DTolm / VkFFT

Vulkan/CUDA/HIP/OpenCL/Level Zero/Metal Fast Fourier Transform library
MIT License
1.48k stars 88 forks source link

device function performing FFT/DCT of data in shared memory (feature request / feasability) #173

Open nschaeff opened 2 months ago

nschaeff commented 2 months ago

Hello,

For small (1D) transforms that are part of a more complex workflow, it would be interesting to be able to call VkFFT from a kernel on data already residing in shared memory. Would that be possible to implement? If yes it is a feature that could interest me in the future.

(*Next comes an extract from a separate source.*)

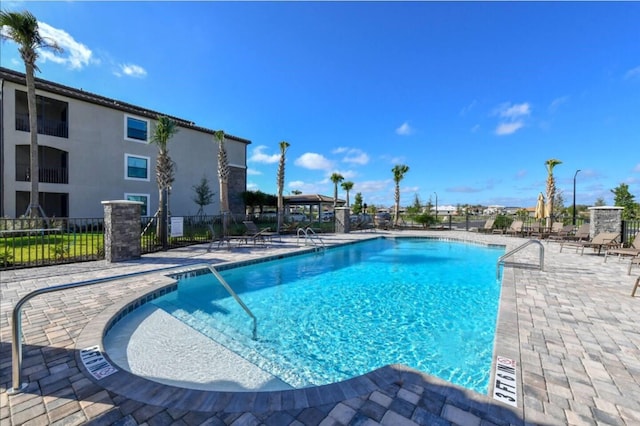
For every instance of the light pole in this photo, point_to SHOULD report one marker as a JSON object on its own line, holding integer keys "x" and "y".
{"x": 436, "y": 206}
{"x": 574, "y": 197}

For instance, within my cuda kernel that works on some data, I would call

__shared__ double my_data[N];
double* aux_data_needed_by_vkfft = pointer_returnd_by_vkfft_when_planning;

vkfft_perform_dft_inplace(my_data,  aux_data_needed_by_vkfft);

I assume the blocksize and data size must both be known at the planning stage for VkFFT to generate the function. Alternatively, VkFFT could also return a string with the code of the device function, that could be included into another cuda program compiled at runtime with nvrtc.

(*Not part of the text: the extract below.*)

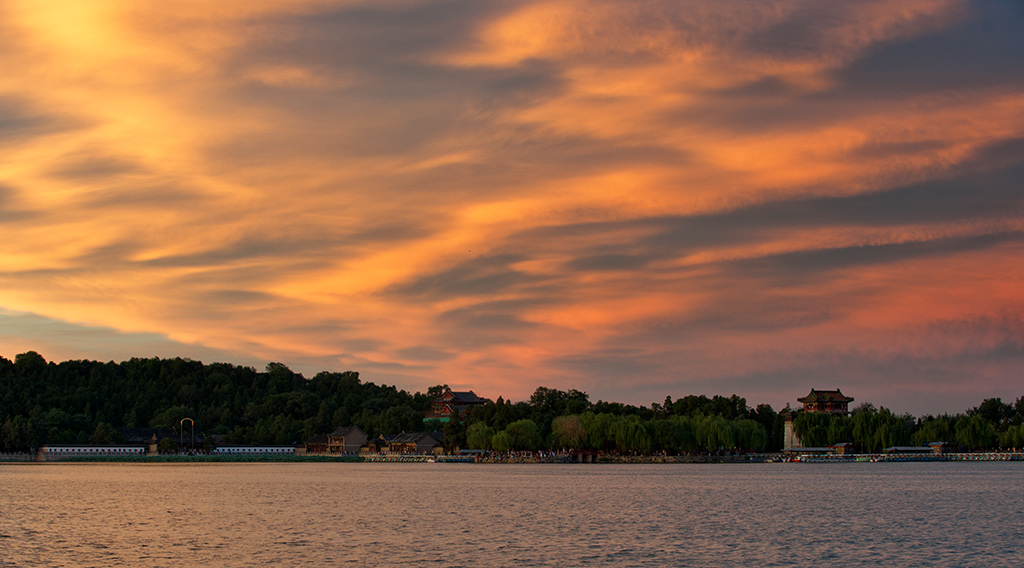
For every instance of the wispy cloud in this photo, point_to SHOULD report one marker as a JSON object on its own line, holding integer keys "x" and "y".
{"x": 632, "y": 199}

[For instance, this would allow to do some filtering within a kernel: generate some data -> FFT -> set some frequencies to zero -> IFFT -> further process data -> write to memory.]

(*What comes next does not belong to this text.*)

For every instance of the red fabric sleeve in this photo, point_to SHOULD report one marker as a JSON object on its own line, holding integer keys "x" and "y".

DTolm commented 2 months ago

Hello,

I have been thinking about how kernel inlining (and callbacks) can be handled in VkFFT for some time, as the runtime generation nature of VkFFT should allow it to be implemented smoothly. Mostly what I need for this is to learn how separate linking is done in different APIs and decide on how the interface will look like. Speaking of the latter, I think VkFFT can be modified to generate codelets for any sequence for an arbitrary fixed number of threads, so this won't be a constraint, but handling the input/output format (in/to registers, in/to shared memory) can be more tricky. I will try to come back to this soon, after finishing the separate complex data layout for the next release.

Best regards, Dmitrii